The Importance of Recycling Aluminum and How Recycled Aluminum Is Used

Few materials are recycled in abundance as much as aluminum. Not only have public campaigns around recycling aluminum products like aluminum cans been highly effective in Canada, but they’ve also been incredibly effective around the world too. In fact, they are the most recycled container around the world with an average recycling rate of 69%.

Although that number is amazing, it’s still crucial to keep recycling aluminum as well. Below, we detail why that is, and how recycled aluminum gets put back into products you use every day.

Why It’s Important to Recycle Aluminum

It’s well known that aluminum is highly versatile and is used in a wide range of applications. This is due to its many beneficial properties including its high thermal conductivity, high resistance to corrosion, its ability to be easily cast, machined, bent, welded, tapered, and alloyed, and the fact that it can be endlessly recycled with degradation.

With that in mind, it still takes a lot of work to actually make aluminum. The process of making aluminum involves a lot of mining, refining, and smelting. Each of these steps emits a lot of pollution—whether it’s the exhaust from the mining machines or the smoke from the smelting process. Every time new aluminum needs to be made, it creates significant pollution so it’s important to reduce the amount of new aluminum that’s made.

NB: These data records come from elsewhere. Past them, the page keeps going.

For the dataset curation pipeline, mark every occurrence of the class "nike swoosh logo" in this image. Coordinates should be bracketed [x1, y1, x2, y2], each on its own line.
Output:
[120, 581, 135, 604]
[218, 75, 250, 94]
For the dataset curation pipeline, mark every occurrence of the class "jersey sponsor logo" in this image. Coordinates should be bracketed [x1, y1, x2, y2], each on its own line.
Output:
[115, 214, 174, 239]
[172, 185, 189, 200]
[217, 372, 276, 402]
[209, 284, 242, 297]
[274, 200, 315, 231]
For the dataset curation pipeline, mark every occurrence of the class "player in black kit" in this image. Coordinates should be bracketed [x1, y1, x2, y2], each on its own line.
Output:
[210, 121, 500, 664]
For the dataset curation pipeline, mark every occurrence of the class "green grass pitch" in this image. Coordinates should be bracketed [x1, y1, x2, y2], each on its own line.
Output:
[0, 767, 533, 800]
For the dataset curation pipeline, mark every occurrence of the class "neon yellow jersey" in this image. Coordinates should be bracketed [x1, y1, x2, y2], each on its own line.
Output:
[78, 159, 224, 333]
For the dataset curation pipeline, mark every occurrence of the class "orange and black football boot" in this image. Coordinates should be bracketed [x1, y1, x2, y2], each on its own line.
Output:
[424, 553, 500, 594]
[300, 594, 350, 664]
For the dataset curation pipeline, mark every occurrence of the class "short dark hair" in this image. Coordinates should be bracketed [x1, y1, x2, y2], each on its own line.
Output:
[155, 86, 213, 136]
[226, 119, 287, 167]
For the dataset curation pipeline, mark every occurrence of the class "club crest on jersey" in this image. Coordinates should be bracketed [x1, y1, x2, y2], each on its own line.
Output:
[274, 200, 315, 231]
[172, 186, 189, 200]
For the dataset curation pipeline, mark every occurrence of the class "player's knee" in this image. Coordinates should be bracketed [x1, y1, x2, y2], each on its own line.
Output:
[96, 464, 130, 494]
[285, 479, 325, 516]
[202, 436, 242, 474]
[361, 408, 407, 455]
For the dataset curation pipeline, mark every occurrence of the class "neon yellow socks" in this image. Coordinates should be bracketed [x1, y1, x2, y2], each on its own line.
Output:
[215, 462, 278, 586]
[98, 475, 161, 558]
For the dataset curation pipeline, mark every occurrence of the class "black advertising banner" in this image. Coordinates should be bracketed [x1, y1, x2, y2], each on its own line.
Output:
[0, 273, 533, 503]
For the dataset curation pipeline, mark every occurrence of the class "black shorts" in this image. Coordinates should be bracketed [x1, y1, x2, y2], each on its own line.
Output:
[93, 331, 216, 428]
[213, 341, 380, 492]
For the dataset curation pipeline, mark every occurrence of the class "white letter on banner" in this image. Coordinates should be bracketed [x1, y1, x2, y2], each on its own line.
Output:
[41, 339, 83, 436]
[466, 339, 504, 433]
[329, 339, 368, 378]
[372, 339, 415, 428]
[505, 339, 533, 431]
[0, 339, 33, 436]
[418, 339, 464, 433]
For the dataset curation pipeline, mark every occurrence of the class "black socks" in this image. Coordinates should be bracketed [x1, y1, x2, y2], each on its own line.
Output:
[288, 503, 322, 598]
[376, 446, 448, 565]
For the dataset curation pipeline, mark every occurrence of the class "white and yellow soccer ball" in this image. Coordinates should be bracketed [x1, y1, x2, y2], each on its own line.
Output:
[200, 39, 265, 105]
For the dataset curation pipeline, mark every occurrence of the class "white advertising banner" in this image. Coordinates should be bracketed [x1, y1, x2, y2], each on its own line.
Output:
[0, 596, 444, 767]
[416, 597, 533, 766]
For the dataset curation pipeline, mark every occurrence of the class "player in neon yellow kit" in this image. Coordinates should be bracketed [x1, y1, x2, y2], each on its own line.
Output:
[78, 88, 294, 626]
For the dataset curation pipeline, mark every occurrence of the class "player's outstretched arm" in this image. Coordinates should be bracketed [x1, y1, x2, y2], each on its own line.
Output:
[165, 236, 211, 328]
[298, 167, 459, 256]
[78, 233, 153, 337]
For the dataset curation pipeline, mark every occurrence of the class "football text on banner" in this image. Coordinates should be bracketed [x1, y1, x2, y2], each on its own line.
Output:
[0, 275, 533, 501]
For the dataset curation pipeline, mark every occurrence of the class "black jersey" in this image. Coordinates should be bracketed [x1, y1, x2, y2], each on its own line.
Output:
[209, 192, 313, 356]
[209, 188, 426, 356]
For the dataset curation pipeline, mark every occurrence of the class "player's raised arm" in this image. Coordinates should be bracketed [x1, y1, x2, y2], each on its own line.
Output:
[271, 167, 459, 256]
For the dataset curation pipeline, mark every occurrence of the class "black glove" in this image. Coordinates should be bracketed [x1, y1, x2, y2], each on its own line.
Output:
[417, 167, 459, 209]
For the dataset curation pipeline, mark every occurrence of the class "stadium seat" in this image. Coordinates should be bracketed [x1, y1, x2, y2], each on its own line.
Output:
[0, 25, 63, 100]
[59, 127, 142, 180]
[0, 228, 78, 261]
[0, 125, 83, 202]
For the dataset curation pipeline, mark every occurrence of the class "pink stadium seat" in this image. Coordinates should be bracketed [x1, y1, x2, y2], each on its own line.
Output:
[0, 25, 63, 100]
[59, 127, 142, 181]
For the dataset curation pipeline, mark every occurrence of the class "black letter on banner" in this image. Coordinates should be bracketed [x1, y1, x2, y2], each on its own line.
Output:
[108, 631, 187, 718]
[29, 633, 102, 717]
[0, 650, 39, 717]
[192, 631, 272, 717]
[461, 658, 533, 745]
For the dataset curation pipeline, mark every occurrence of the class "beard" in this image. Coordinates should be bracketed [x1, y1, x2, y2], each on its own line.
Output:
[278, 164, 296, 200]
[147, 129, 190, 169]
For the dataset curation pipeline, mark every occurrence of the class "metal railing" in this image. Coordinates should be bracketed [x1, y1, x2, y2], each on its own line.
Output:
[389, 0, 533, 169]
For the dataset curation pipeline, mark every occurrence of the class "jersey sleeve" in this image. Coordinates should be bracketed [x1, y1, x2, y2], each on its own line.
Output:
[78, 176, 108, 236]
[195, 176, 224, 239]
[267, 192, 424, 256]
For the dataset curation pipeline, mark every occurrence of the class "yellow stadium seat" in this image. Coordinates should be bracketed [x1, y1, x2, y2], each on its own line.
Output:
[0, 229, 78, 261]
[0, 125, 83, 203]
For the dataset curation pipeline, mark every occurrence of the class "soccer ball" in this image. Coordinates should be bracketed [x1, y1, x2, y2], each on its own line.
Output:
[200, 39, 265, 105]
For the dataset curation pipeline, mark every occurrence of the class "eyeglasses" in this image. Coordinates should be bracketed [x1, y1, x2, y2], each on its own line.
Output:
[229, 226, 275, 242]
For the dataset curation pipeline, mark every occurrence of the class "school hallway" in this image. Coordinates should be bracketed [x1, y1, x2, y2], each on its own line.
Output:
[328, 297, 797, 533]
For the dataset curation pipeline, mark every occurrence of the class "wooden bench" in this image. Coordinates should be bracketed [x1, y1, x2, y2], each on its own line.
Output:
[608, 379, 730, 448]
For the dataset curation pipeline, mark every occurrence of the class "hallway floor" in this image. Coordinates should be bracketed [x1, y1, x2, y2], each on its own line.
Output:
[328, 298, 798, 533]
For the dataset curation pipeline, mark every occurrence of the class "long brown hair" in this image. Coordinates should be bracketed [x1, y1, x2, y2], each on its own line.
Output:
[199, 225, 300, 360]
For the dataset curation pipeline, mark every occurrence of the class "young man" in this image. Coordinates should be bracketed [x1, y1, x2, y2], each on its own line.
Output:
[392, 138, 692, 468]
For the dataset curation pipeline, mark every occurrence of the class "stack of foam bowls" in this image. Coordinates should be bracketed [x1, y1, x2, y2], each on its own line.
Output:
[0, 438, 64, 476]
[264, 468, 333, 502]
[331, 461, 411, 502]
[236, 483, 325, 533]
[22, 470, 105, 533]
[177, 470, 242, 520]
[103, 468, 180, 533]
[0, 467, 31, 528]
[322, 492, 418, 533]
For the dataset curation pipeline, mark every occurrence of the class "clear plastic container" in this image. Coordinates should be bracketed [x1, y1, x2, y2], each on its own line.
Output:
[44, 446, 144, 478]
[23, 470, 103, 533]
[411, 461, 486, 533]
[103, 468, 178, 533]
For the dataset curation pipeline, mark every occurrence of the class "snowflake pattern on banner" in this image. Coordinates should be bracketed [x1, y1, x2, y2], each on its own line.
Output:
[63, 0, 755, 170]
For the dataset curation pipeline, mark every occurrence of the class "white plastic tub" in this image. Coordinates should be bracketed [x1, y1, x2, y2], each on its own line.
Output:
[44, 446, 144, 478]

Plus, as we mentioned previously, aluminum can be recycled endlessly without degradation. This means it’s infinitely reusable as there is no loss of quality once the recycling process is finished. Because of this, the more aluminum that can be recycled, the lower the negative impact on the environment.

Recycled aluminum bales

How Is Aluminum Recycled?

The process of recycling aluminum typically involves 7 steps:

  1. Sorting: after arriving at a recycling center aluminum is sorted out accordingly.
  2. Shredding: aluminum is taken to a reprocessing plant and cut or shredded into small pieces.
  3. Cleaning: the shredded aluminum is scrubbed cleaned and treated with chemicals to prepare it for getting melted down.
  4. Melting: aluminum is loaded in bales that are put into furnaces that reach 750℃ to melt down the aluminum.
  5. Byproduct removal: the melted aluminum is purified either mechanically or chemically.
  6. Creating alloy: aluminum alloy is created from purified aluminum and other metals.
  7. Compounding: melted aluminum alloy is made into ingots to be sent out for use in manufacturing.

How Recycled Aluminum Is Used

In most cases, recycled aluminum simply goes back to being used to make the product or item it was melted down from. Aluminum cans are made back into new aluminum cans, aluminum plane parts are made back into aluminum plane parts, and so on.

Overall, recycling aluminum is not only benefits the environment but also reduces the need to make more new aluminum as well.